We have assumed (a) that where a document has been examined by us in draft form, it will be or has been executed and/or filed in the form of that draft, and where a number of drafts of a document have been examined by us all changes thereto have been marked or otherwise drawn to our attention, (b) the accuracy and completeness of all factual representations made in the Registration Statement and other documents reviewed by us, (c) that there is no provision of the law of any jurisdiction, other than Ireland, which would have any implication in relation to the opinions expressed herein.

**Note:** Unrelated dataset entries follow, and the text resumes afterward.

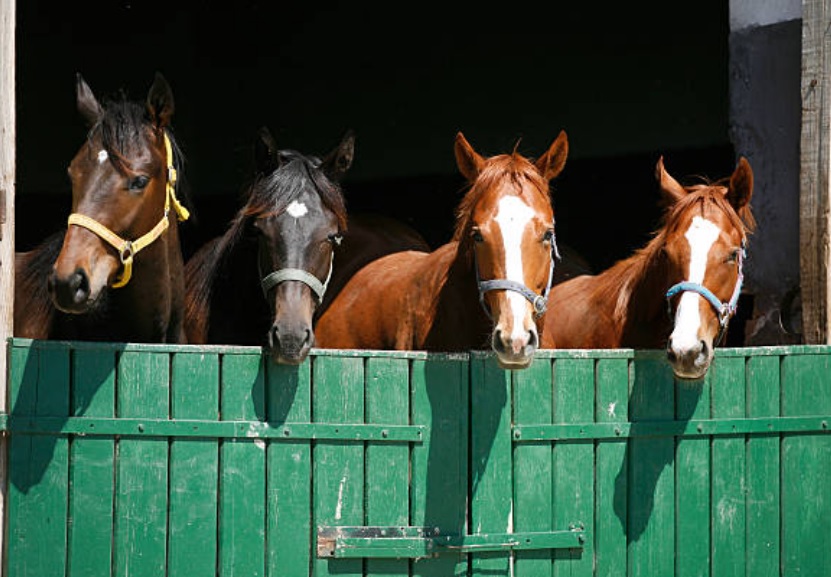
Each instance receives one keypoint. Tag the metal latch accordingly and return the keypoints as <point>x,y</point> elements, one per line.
<point>418,542</point>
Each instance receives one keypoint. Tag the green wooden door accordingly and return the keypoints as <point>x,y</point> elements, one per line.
<point>148,460</point>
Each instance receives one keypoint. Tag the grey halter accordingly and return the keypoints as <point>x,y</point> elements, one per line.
<point>539,302</point>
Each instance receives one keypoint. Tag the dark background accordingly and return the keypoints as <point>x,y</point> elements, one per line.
<point>627,81</point>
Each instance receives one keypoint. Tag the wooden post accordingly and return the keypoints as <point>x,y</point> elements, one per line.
<point>814,205</point>
<point>7,179</point>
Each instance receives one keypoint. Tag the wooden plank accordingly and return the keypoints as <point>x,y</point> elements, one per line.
<point>242,475</point>
<point>338,493</point>
<point>194,468</point>
<point>387,465</point>
<point>38,466</point>
<point>692,482</point>
<point>532,402</point>
<point>763,467</point>
<point>289,515</point>
<point>91,467</point>
<point>491,498</point>
<point>651,473</point>
<point>140,530</point>
<point>574,464</point>
<point>728,472</point>
<point>806,469</point>
<point>611,485</point>
<point>814,205</point>
<point>440,400</point>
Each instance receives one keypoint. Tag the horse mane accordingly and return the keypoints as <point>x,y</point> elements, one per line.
<point>266,195</point>
<point>513,168</point>
<point>636,268</point>
<point>121,127</point>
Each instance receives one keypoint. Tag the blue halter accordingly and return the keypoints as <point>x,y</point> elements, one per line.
<point>724,310</point>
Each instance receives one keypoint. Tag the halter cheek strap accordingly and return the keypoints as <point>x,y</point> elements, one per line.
<point>724,310</point>
<point>539,302</point>
<point>278,276</point>
<point>127,249</point>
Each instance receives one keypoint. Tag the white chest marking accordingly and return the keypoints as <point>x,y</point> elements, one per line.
<point>512,217</point>
<point>297,209</point>
<point>701,235</point>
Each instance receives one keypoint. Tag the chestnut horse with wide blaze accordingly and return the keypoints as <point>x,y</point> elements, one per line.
<point>486,288</point>
<point>678,292</point>
<point>116,274</point>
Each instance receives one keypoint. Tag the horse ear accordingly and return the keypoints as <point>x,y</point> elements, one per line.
<point>468,160</point>
<point>340,159</point>
<point>266,159</point>
<point>160,102</point>
<point>553,161</point>
<point>670,187</point>
<point>87,104</point>
<point>741,185</point>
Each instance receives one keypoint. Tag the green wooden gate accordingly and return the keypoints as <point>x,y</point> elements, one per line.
<point>147,460</point>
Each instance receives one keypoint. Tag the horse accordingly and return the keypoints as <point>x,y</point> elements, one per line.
<point>116,272</point>
<point>283,254</point>
<point>679,291</point>
<point>485,288</point>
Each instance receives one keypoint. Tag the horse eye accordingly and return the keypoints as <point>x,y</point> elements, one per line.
<point>138,183</point>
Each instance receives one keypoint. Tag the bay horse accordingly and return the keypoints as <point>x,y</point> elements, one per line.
<point>283,255</point>
<point>486,288</point>
<point>116,272</point>
<point>679,291</point>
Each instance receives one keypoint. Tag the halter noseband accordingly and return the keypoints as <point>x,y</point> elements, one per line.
<point>539,302</point>
<point>724,310</point>
<point>127,249</point>
<point>281,275</point>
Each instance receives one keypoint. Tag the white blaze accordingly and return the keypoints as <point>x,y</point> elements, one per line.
<point>513,216</point>
<point>701,235</point>
<point>297,209</point>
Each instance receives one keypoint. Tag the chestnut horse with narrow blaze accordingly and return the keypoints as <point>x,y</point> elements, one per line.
<point>678,292</point>
<point>486,288</point>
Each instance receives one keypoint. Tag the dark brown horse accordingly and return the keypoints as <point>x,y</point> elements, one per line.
<point>284,254</point>
<point>116,274</point>
<point>693,264</point>
<point>484,289</point>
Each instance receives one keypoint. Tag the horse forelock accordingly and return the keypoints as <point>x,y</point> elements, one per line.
<point>514,169</point>
<point>272,193</point>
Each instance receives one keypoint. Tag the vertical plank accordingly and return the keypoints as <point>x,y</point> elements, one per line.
<point>289,530</point>
<point>491,499</point>
<point>651,472</point>
<point>763,466</point>
<point>574,462</point>
<point>8,137</point>
<point>338,466</point>
<point>387,465</point>
<point>728,471</point>
<point>242,475</point>
<point>814,184</point>
<point>140,534</point>
<point>532,403</point>
<point>692,481</point>
<point>806,468</point>
<point>440,401</point>
<point>38,465</point>
<point>194,465</point>
<point>611,406</point>
<point>92,466</point>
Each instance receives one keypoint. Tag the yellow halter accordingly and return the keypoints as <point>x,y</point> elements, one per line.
<point>128,249</point>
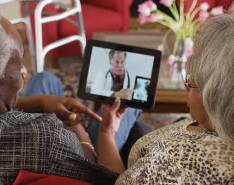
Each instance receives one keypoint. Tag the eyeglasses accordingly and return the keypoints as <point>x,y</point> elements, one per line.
<point>188,82</point>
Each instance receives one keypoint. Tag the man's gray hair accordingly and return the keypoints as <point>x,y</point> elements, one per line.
<point>212,68</point>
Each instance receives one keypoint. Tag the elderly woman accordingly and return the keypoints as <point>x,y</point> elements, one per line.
<point>194,151</point>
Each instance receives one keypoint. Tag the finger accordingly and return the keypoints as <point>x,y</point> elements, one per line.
<point>122,110</point>
<point>66,115</point>
<point>116,104</point>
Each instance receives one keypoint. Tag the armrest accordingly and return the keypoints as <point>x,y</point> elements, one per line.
<point>116,5</point>
<point>50,31</point>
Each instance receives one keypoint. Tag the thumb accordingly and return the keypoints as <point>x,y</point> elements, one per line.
<point>66,115</point>
<point>116,104</point>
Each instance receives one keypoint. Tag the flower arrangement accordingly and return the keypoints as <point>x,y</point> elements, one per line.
<point>183,24</point>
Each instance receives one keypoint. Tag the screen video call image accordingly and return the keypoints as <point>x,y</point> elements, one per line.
<point>114,73</point>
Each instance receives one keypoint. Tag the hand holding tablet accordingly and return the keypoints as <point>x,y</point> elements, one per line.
<point>112,70</point>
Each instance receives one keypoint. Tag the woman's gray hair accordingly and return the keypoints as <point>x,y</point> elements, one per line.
<point>212,68</point>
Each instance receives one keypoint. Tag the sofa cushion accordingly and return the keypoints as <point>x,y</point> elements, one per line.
<point>101,19</point>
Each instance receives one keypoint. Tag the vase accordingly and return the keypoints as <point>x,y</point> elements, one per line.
<point>179,65</point>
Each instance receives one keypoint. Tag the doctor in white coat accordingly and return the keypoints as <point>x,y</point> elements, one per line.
<point>116,81</point>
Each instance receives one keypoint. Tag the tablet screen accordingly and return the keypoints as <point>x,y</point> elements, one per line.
<point>110,70</point>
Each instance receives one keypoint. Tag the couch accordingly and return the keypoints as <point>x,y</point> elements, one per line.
<point>213,3</point>
<point>98,16</point>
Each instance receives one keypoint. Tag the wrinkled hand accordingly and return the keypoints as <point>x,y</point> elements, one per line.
<point>111,117</point>
<point>69,110</point>
<point>124,94</point>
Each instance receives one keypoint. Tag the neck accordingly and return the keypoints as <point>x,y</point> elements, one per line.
<point>7,100</point>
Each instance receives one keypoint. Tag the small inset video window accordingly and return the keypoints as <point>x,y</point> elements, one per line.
<point>141,88</point>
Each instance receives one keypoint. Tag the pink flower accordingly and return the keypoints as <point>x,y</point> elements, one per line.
<point>188,47</point>
<point>153,17</point>
<point>217,10</point>
<point>143,9</point>
<point>146,7</point>
<point>171,60</point>
<point>152,6</point>
<point>204,6</point>
<point>166,3</point>
<point>203,15</point>
<point>142,19</point>
<point>188,51</point>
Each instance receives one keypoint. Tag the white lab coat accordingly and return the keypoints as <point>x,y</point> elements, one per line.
<point>103,83</point>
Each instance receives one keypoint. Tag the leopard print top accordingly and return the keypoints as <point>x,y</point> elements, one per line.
<point>173,155</point>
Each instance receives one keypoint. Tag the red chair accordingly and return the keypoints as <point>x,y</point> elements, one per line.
<point>213,3</point>
<point>98,16</point>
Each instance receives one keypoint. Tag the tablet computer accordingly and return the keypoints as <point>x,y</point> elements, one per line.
<point>111,69</point>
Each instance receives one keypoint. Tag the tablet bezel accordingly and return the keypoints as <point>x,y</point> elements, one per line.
<point>149,104</point>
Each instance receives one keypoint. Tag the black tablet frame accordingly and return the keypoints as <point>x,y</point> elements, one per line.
<point>149,104</point>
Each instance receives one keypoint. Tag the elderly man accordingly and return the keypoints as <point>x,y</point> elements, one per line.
<point>34,141</point>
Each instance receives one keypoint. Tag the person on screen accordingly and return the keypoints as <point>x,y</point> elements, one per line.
<point>116,81</point>
<point>141,90</point>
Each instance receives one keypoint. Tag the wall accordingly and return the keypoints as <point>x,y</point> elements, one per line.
<point>10,10</point>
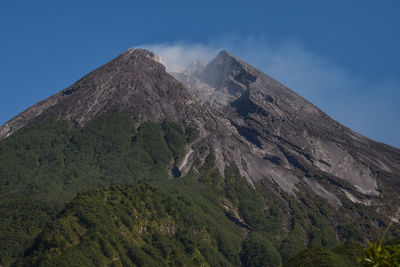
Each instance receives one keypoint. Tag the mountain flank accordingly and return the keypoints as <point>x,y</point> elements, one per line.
<point>217,144</point>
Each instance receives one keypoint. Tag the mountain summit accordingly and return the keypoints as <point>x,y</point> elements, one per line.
<point>307,179</point>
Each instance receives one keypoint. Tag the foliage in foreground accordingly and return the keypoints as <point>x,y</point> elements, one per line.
<point>137,225</point>
<point>378,254</point>
<point>216,220</point>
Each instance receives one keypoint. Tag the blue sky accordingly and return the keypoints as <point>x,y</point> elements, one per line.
<point>341,55</point>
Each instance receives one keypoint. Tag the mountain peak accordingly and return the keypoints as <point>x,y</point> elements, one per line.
<point>134,82</point>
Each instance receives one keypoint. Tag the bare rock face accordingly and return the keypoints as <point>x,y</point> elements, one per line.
<point>276,138</point>
<point>134,83</point>
<point>291,140</point>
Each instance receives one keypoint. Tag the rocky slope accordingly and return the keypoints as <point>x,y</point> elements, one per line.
<point>299,160</point>
<point>291,140</point>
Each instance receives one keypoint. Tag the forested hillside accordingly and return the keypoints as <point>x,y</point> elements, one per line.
<point>71,197</point>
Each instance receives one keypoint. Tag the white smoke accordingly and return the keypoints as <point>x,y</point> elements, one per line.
<point>367,106</point>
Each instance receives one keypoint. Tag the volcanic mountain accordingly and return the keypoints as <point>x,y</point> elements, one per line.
<point>284,146</point>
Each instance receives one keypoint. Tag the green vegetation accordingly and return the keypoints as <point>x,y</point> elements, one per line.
<point>378,254</point>
<point>319,256</point>
<point>258,251</point>
<point>44,166</point>
<point>102,195</point>
<point>133,225</point>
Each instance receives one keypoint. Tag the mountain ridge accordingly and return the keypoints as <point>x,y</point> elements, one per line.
<point>294,157</point>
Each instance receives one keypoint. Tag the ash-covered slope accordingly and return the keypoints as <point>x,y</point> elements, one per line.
<point>292,140</point>
<point>273,135</point>
<point>134,83</point>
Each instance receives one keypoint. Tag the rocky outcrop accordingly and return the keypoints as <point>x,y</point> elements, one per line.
<point>275,137</point>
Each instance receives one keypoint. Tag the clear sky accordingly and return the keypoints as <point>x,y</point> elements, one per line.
<point>341,55</point>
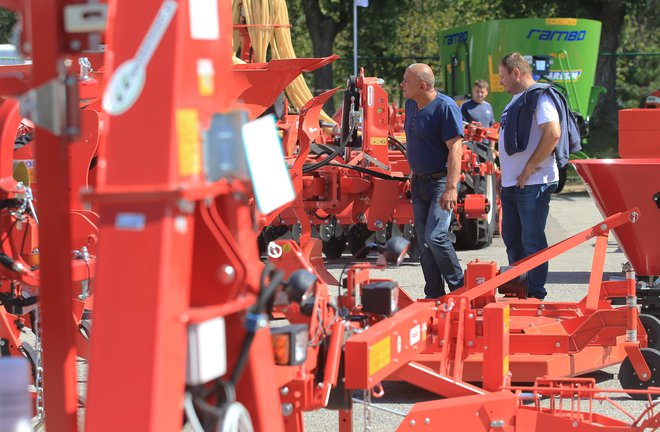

This opinion is addressed solely to, and may be relied upon solely by the addressee, and is issued solely for the purposes of the filing of the Registration Statement and the issuance of the Securities by the Company as described in the Registration Statement and is not to be relied upon in respect of any other matter. For the purposes of giving this opinion, we have examined a copy of the Registration Statement only. We express no view on matters of fact contained in those statements, and in particular we express no view on the amount of Alterra Reinsurance Europe Limited’s and Alterra Insurance Europe Limited’s tax liabilities or future tax liabilities or the significance of such tax liabilities.
This opinion is limited to Irish tax law as applied by the Irish courts at the date hereof and the generally published practice of the Irish Revenue Commissioners (the “Revenue”) applying at the date hereof. It is given on the basis that it will be governed by and construed in accordance with Irish law as at the date hereof. We have made no investigation of and express no opinion in relation to the laws of any jurisdiction other than Ireland.
On the basis of and subject to the foregoing, we are of the opinion that, under current Irish law and Revenue practice, the statements under the captions “Material Tax Considerations - Taxation of Alterra and its Subsidiaries - Ireland” in the prospectus forming part of the Registration Statement to the extent that they constitute summaries of certain Irish tax laws and regulations, are accurate in all material respects and that such statements constitute our opinion.
We hereby consent to the filing of this opinion as an exhibit to the Registration Statement and to the references to our firm under the caption “Material Tax Considerations” in the prospectus forming part of the Registration Statement.